Cardamom and Indian sweets were happily married, till they met saffron. The rest, as they say, is history.
By Anamika Arun
It’s said ‘matches are made in heaven’. Thankfully some unknown culinary gods have already created some wonderful matches in our heaven – the kitchen.
Though honestly playing a matchmaker is lot of fun – to devise our own flavour combinations and test ingredient compatibility. Sometimes its best to nurture the time tested relationships. Like that of tomato and basil, chocolate and orange and cardamom in Indian sweets. Giving it an extra wow factor is the addition of lovely saffron. Now we know this is a threesome, that will be happy forever!

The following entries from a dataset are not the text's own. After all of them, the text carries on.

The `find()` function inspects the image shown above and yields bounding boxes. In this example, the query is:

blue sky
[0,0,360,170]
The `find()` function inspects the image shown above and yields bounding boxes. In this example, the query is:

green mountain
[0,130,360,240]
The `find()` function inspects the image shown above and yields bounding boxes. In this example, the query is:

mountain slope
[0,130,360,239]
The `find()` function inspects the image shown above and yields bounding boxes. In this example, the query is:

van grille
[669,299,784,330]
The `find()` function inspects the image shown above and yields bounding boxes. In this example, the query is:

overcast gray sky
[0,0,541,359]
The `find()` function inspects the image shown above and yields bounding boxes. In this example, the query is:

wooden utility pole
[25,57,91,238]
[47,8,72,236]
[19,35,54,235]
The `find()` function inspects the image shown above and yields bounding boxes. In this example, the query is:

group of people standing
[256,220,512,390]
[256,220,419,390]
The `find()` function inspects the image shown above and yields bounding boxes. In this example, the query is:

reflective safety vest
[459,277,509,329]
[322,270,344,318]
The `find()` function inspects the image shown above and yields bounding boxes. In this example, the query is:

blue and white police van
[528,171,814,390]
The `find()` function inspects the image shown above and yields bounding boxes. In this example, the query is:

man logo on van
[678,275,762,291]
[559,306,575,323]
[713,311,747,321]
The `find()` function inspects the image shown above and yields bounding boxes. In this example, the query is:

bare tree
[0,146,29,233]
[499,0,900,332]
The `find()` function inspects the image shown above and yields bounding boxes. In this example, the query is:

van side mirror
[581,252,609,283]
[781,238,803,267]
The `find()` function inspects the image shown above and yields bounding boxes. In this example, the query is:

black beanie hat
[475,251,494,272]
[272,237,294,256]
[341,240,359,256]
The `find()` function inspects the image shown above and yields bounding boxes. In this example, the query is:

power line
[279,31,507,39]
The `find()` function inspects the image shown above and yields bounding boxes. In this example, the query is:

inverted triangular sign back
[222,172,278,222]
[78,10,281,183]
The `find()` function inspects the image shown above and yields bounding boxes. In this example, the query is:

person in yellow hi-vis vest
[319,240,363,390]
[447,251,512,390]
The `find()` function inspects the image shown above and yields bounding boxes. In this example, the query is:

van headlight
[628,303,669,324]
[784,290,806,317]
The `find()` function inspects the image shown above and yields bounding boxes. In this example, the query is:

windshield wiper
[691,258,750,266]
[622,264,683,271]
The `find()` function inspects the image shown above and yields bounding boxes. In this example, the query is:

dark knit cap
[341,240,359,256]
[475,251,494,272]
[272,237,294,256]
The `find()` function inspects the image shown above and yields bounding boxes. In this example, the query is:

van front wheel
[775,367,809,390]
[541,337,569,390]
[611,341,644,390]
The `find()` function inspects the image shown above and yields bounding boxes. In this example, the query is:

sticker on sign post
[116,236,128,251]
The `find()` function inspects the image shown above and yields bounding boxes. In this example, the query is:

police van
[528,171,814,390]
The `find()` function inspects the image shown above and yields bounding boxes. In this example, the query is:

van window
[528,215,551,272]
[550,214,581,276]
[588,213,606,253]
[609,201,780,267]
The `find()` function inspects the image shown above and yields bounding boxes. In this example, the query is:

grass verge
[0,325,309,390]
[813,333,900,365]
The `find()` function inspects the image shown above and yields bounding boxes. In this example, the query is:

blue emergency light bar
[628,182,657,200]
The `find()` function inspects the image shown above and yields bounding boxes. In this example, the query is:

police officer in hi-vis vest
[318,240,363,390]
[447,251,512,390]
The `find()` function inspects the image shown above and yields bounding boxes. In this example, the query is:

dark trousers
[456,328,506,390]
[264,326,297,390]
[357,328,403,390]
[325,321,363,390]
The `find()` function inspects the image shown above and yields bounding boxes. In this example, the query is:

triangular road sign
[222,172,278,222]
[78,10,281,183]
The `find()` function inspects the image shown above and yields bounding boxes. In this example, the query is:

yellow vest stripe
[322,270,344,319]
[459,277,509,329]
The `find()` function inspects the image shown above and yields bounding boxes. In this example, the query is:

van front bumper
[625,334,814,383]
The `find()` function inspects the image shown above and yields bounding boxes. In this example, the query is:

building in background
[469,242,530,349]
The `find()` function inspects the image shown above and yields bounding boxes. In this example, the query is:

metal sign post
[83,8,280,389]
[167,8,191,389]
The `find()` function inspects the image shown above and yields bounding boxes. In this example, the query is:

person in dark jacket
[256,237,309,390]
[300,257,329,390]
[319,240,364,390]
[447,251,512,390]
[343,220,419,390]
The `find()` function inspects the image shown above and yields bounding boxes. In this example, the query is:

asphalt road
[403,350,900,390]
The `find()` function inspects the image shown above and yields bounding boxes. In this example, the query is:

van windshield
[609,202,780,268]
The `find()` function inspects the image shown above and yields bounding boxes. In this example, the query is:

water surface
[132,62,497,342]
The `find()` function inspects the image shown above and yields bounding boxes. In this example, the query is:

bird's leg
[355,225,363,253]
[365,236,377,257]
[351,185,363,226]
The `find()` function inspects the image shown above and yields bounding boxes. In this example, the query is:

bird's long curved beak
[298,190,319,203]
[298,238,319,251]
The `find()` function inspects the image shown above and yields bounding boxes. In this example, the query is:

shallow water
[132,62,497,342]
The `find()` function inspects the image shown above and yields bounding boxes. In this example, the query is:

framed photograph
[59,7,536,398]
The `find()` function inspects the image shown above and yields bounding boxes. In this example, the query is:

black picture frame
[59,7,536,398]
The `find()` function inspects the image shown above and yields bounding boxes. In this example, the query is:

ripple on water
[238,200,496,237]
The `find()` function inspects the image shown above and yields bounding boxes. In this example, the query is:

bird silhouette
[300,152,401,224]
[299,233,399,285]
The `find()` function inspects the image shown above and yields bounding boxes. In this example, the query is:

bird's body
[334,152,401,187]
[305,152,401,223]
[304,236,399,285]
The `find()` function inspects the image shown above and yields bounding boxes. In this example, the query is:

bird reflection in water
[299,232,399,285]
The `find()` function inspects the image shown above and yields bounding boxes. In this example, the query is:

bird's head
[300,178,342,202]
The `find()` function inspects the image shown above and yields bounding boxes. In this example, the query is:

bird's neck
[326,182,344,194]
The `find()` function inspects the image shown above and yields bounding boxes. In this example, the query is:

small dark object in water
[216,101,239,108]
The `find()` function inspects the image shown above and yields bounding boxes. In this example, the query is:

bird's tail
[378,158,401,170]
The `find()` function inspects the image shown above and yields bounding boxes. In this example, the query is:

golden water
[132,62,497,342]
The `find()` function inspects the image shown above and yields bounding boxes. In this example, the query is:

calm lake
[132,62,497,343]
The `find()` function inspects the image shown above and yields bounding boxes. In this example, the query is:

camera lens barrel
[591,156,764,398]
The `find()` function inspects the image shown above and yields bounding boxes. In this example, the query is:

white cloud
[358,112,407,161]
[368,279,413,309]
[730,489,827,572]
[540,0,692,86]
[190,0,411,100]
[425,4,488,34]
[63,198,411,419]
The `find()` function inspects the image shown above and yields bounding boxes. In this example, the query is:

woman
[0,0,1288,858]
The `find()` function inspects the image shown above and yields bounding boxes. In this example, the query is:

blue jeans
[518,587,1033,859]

Shortbread are made world over and loved for its flaky texture and lovely taste. In fact its one of the Indian cookies thats so similar to its global counterparts. But giving this cookie, a unique texture and taste is the use of chickpea flour, semolina and ghee (clarified butter). Simply delicious!
- Preheat oven to 350F/180C. Line the tray with parchment.
Sift together maida, besan, sooji and baking soda, to make it smooth.
Add cardamom powder and sugar and mix well.
Add 1/2 cup melted ghee and soaked saffron and mix it all, till it all comes together. Depending on the type of flour used u might need little more ghee. So start from lesser and then add on.
Now when the dough is formed, divide into small balls and shape your nankhatai, circular or oval. Lightly press them down and with the help of fork make small marks on the top.
Place the biscuits in pre heated oven and bake for 18-20 mins, till its stiff but not crisp. You need the biscuits to still be little soft when they come out of the oven.
Press the nut in the centre of the nankhatai, when still warm and then let it cool for good 10 minutes.
- Serve warm, since they taste very delicious with the aroma of ghee still wafting. And store the rest in air tight containers to be leisurely eaten later.